聖徳太子の政治と冠位十二階
飛鳥時代を代表する人物が聖徳太子(厩戸皇子)です。彼は推古天皇の摂政として、中国に学んだ新しい政治制度を導入し、国家の基礎を築きました。
基本知識
聖徳太子(しょうとくたいし、厩戸皇子・うまやどのおうじ)は、574年に生まれ、622年に亡くなった皇族・政治家です。593年、女帝である推古天皇の摂政(せっしょう)となり、蘇我馬子(そがのうまこ)と協力して政治改革を進めました。
聖徳太子の主な業績:
・603年: 冠位十二階の制定 - 家柄ではなく能力で役人を登用
・604年: 十七条の憲法の制定 - 役人の心得を示す
・607年: 遣隋使の派遣(小野妹子) - 中国・隋との対等外交
・607年: 法隆寺の建立 - 仏教文化の振興
これらの改革により、日本は氏姓制度に基づく古い社会から、中国の制度を取り入れた中央集権国家へと移行を始めました。
574年 聖徳太子(厩戸皇子)誕生
587年 蘇我馬子が物部守屋を滅ぼす(仏教受容確立)
593年 推古天皇即位、聖徳太子が摂政となる
603年 冠位十二階制定(能力主義の人材登用)
604年 十七条の憲法制定(役人の心得)
607年 遣隋使派遣(小野妹子)、法隆寺建立
622年 聖徳太子死去
深掘り (背景・影響)
冠位十二階は、徳・仁・礼・信・義・智の6段階をさらに大小に分けて12階としたもの。色のついた冠を授けて身分を示しました。この制度の革新性は、家柄に関係なく能力で登用できる点にあります。それまでは「氏(うじ)」と「姓(かばね)」で身分が固定されていましたが、冠位は個人に与えられ、世襲ではありませんでした。
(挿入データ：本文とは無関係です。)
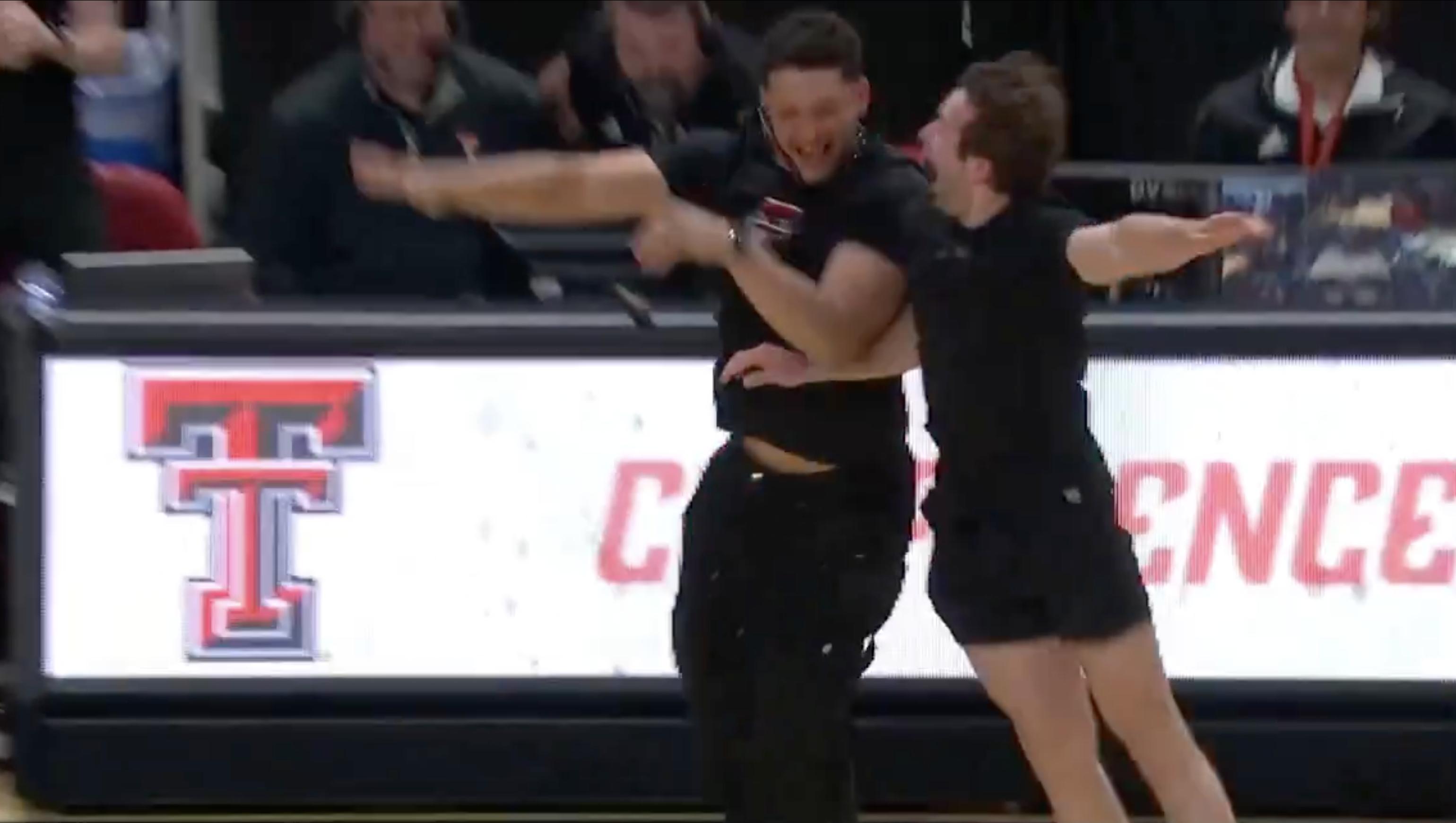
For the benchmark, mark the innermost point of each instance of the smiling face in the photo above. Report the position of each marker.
(1328, 31)
(657, 46)
(815, 115)
(404, 40)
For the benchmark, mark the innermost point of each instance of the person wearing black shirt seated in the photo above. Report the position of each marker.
(644, 72)
(49, 203)
(794, 544)
(408, 80)
(1330, 98)
(1031, 571)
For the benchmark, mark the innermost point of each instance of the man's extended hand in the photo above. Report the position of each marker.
(768, 365)
(1230, 229)
(24, 37)
(682, 232)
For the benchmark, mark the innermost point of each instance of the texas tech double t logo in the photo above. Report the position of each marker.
(250, 451)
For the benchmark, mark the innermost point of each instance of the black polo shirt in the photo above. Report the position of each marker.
(1004, 349)
(614, 115)
(731, 174)
(49, 204)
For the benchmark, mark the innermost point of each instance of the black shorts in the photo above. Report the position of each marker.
(1037, 555)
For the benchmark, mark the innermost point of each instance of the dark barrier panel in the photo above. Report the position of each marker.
(351, 455)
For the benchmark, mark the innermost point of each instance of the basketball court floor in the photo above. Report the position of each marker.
(14, 810)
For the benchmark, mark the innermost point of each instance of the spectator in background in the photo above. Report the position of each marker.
(49, 203)
(1330, 98)
(408, 84)
(642, 72)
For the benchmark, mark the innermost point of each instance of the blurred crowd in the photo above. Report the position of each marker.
(1304, 122)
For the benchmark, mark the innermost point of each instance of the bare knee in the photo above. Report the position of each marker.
(1041, 691)
(1132, 692)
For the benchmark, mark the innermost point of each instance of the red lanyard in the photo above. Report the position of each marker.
(1317, 148)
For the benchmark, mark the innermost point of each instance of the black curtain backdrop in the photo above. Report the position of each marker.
(1135, 69)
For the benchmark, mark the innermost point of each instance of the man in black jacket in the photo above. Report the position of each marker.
(411, 87)
(642, 72)
(1328, 99)
(49, 204)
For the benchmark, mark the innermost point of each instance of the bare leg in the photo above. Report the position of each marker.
(1127, 681)
(1039, 685)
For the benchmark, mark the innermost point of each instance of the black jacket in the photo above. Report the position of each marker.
(1239, 123)
(609, 108)
(313, 234)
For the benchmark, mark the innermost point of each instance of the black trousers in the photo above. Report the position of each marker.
(785, 579)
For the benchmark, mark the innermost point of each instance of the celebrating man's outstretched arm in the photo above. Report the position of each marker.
(835, 319)
(1138, 245)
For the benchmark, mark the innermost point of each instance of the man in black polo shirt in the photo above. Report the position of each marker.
(644, 72)
(49, 204)
(794, 544)
(1031, 571)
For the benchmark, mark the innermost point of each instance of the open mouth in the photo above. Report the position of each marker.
(813, 152)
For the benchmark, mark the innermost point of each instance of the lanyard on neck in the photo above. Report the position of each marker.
(1317, 148)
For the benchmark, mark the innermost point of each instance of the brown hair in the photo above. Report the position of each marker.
(698, 9)
(1021, 120)
(813, 40)
(1378, 21)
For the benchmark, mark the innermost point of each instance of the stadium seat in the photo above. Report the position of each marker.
(145, 212)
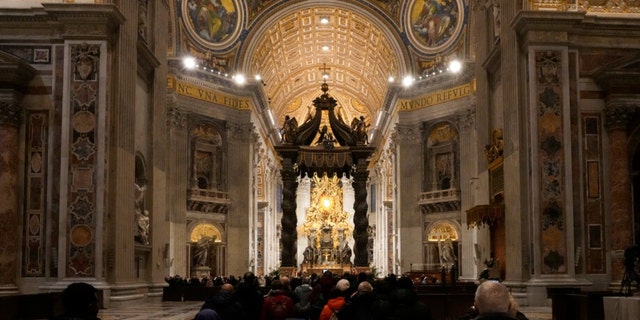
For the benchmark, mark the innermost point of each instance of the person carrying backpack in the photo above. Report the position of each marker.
(336, 300)
(303, 293)
(277, 305)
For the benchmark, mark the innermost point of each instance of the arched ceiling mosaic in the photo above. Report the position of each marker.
(360, 46)
(295, 49)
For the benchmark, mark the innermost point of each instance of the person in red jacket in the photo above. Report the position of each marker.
(277, 305)
(336, 299)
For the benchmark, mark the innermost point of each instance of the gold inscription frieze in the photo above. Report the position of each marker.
(206, 94)
(436, 98)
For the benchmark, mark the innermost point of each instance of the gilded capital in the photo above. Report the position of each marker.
(616, 117)
(10, 114)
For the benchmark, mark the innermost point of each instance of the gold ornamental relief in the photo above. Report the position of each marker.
(609, 6)
(325, 216)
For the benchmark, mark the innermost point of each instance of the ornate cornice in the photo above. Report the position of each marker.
(407, 134)
(84, 19)
(617, 117)
(241, 133)
(177, 118)
(468, 119)
(10, 114)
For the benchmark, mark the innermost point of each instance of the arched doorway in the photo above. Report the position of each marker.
(441, 247)
(206, 250)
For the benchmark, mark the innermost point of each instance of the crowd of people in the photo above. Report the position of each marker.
(342, 297)
(326, 297)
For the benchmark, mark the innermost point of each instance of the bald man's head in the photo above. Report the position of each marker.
(227, 287)
(364, 287)
(492, 297)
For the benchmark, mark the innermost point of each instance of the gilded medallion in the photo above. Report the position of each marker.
(434, 25)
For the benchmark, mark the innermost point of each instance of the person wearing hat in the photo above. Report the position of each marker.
(336, 299)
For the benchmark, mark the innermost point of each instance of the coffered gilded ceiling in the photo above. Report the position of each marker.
(358, 55)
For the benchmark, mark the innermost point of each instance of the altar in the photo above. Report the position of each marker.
(327, 230)
(319, 270)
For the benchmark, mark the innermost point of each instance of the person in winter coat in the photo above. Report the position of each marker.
(303, 293)
(224, 303)
(363, 304)
(493, 302)
(336, 299)
(403, 303)
(277, 305)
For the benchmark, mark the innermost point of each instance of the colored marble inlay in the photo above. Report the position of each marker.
(594, 217)
(33, 257)
(81, 209)
(551, 160)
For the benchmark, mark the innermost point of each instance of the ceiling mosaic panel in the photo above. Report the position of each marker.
(294, 51)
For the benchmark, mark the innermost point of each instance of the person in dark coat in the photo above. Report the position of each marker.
(493, 302)
(80, 302)
(403, 303)
(274, 301)
(249, 296)
(224, 303)
(363, 304)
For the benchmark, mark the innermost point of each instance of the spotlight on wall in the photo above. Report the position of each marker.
(407, 81)
(239, 79)
(259, 78)
(189, 62)
(455, 66)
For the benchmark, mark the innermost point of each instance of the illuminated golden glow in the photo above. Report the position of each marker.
(325, 211)
(205, 230)
(326, 203)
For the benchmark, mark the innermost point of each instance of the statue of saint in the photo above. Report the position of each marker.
(142, 218)
(346, 254)
(309, 255)
(201, 253)
(447, 256)
(142, 215)
(289, 130)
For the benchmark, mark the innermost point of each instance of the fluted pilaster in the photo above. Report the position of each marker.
(616, 120)
(10, 115)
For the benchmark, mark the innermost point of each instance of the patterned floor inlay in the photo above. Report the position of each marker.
(172, 310)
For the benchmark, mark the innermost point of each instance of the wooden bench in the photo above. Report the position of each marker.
(31, 306)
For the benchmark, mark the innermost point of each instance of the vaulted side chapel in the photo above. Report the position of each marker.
(142, 139)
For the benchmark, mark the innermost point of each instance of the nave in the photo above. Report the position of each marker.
(175, 310)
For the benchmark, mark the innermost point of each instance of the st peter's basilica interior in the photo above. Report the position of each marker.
(141, 139)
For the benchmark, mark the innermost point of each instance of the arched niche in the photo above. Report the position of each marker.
(441, 157)
(442, 245)
(216, 255)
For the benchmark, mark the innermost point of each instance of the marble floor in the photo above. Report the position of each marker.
(175, 310)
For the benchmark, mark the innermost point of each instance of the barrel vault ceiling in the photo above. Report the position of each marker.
(289, 46)
(295, 49)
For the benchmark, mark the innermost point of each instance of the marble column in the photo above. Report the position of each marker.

十七条の憲法は、現代の意味での憲法(国家の基本法)ではなく、役人の道徳・心得を示したものです。第一条「和をもって貴しとなす」(和を大切にせよ)が有名。仏教(第二条「篤く三宝を敬え」)・儒教(第五条「饗を絶ち欲を棄てよ」)の思想に基づき、天皇中心の国家観を表明しています。
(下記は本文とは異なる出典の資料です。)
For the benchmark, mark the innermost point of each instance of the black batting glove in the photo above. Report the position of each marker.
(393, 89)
遣隋使では、小野妹子が「日出づる処の天子、書を日没する処の天子に致す、つつがなきや」という国書を持参し、隋の煬帝(ようだい)を怒らせました。これは日本が中国と対等な立場であることを示そうとした表現で、それまでの冊封関係から脱却しようとする意思の表れです。煬帝は怒りましたが、結局返礼使を派遣し、外交関係は維持されました。
- 聖徳太子(厩戸皇子)= 推古天皇の摂政(593年〜)
- 603年: 冠位十二階 → 能力主義の登用
- 604年: 十七条の憲法 → 「和をもって貴しとなす」
- 607年: 遣隋使派遣(小野妹子)= 対等外交
- 「日出づる処の天子」の国書 = 対等の意思表示
- 蘇我氏と協力した政治改革
- 飛鳥時代 = 593年〜710年(平城京遷都まで)
注意点 (混同しやすい)
① 聖徳太子は天皇ではない。皇太子・摂政としての地位。② 推古天皇は日本初の女帝。聖徳太子の叔母。③ 冠位十二階は603年、十七条の憲法は604年。1年違いに注意。④ 「憲法」と現代の意味の憲法を混同しない。十七条の憲法は道徳規範。⑤ 遣隋使は607年が有名だが、実は600年にも派遣されている(『隋書』に記録)。⑥ 「聖徳太子」の名は後世の尊称で、生前は「厩戸皇子」と呼ばれた。近年は教科書でも「聖徳太子(厩戸皇子)」と併記される傾向。
練習
- 聖徳太子が制定した、能力主義による人材登用制度の名前を答えよ。
- 十七条の憲法の第一条の内容を簡潔に答えよ。
- 607年に遣隋使として派遣された人物の名前を答えよ。